Inauguration du musée Boganda, 1er décembre 1966. Derrière J.-B. Bokassa, G. Dournon et S. Arom. Archives privées de S. Arom.

À l’intérieur, la focalisation sur les cultures matérielles (l’exposition permanente est intitulée « L’homme centrafricain, sa vie, ses travaux ») s’appuie sur l’évocation d’un passé ethnographique de-historicisé : la prise en compte des dynamiques coloniales et de leurs effets – qu’Arom et Dournon avaient bien citées dans leur projet parmi les raisons justifiant la nécessité  de créer un musée national – s’estompe finalement au profit de l’exposition d’artefacts représentatifs d’activités ordinaires des populations de l’arrière-pays. Ces choix, partagés par bien d’autres institutions muséales qui naissent au même moment en Afrique22, sont à comprendre dans le contexte politique et culturel des années de décolonisation.

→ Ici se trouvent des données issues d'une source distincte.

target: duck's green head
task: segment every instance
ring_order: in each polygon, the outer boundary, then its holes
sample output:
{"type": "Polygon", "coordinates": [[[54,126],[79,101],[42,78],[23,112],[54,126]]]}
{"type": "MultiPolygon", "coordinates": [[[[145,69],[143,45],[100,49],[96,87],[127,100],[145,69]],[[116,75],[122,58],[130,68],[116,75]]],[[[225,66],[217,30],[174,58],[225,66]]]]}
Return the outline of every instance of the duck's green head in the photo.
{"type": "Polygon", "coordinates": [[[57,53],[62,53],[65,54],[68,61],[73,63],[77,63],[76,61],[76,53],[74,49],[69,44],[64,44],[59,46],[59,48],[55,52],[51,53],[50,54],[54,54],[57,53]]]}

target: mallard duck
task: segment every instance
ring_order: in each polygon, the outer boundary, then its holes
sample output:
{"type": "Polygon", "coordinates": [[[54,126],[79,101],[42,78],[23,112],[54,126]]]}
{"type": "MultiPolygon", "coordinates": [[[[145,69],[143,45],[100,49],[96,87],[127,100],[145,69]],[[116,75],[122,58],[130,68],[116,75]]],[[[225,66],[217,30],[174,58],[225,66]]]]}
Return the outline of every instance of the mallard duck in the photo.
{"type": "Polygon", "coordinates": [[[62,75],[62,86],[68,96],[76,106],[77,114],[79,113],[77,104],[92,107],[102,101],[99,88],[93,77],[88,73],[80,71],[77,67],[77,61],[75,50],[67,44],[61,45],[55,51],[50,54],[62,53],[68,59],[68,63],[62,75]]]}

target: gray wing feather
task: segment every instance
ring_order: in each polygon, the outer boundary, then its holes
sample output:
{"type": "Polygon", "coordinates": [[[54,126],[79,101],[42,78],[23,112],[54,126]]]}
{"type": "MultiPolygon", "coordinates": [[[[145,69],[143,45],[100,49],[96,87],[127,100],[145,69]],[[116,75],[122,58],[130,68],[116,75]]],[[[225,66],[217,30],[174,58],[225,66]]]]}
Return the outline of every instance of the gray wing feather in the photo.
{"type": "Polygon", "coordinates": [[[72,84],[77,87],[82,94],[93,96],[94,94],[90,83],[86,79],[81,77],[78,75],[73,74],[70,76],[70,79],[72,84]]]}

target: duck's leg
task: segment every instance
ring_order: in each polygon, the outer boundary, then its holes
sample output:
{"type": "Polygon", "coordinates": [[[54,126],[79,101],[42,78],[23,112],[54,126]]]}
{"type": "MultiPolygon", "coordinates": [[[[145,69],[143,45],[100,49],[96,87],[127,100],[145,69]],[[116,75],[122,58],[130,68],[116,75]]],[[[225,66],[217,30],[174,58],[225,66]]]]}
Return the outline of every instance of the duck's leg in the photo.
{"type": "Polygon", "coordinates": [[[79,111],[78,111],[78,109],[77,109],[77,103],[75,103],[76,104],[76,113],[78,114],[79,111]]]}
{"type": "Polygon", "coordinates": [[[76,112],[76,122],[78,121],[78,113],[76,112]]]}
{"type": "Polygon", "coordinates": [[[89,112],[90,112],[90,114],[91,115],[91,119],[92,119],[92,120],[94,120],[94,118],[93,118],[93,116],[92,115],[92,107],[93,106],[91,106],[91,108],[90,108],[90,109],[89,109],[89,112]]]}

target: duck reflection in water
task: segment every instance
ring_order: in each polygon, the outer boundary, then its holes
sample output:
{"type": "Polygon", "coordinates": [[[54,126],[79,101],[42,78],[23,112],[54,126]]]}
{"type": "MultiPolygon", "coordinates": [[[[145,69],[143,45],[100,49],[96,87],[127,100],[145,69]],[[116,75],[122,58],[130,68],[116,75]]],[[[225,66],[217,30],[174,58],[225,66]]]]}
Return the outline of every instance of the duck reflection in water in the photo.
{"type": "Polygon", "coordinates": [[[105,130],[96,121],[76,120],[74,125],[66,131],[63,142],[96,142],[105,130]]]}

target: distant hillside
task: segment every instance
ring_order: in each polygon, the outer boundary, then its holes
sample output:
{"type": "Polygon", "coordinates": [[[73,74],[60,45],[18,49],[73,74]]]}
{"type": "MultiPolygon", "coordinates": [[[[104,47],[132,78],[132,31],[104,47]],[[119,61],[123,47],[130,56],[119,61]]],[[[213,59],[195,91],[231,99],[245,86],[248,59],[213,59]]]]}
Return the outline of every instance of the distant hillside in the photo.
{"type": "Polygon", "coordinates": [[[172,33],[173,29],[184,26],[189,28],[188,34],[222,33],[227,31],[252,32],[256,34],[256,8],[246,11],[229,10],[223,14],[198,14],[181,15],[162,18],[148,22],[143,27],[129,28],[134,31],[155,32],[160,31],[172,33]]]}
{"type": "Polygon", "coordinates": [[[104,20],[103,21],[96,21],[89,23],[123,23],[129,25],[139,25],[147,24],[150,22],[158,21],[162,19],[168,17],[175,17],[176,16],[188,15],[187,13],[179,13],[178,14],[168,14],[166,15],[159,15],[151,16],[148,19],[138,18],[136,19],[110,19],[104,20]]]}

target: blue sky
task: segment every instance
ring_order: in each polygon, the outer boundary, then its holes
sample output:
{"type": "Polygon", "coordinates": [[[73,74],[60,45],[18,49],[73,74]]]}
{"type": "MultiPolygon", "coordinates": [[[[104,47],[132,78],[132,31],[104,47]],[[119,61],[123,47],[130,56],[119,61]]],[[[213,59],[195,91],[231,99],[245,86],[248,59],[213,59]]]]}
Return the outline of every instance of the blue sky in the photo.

Dans le récit national que la nouvelle institution banguissoise se charge de relayer, l’objet ethnographique doit témoigner une « authenticité » idéalisée et des valeurs « traditionnelles » partagées au-delà des particularismes ethniques23. Les salles, organisées autour de cinq thématiques principales (et non selon des partages ethno-géographiques), accueillent des centaines d’artefacts « qui appartiennent à [la] culture ancestrale » des populations mais surtout des « spécimens encore utilisés », rattachés à des activités matérielles quotidiennes bien connues du public centrafricain qui, dans les intentions initiales, aurait pu « combler des lacunes » dans la présentation en apportant directement des compléments d’explication pendant les visites24.

Exposition permanente

Musée Boganda, exposition permanente, détails. Bangui, 1966. Archives privées de Simha Arom.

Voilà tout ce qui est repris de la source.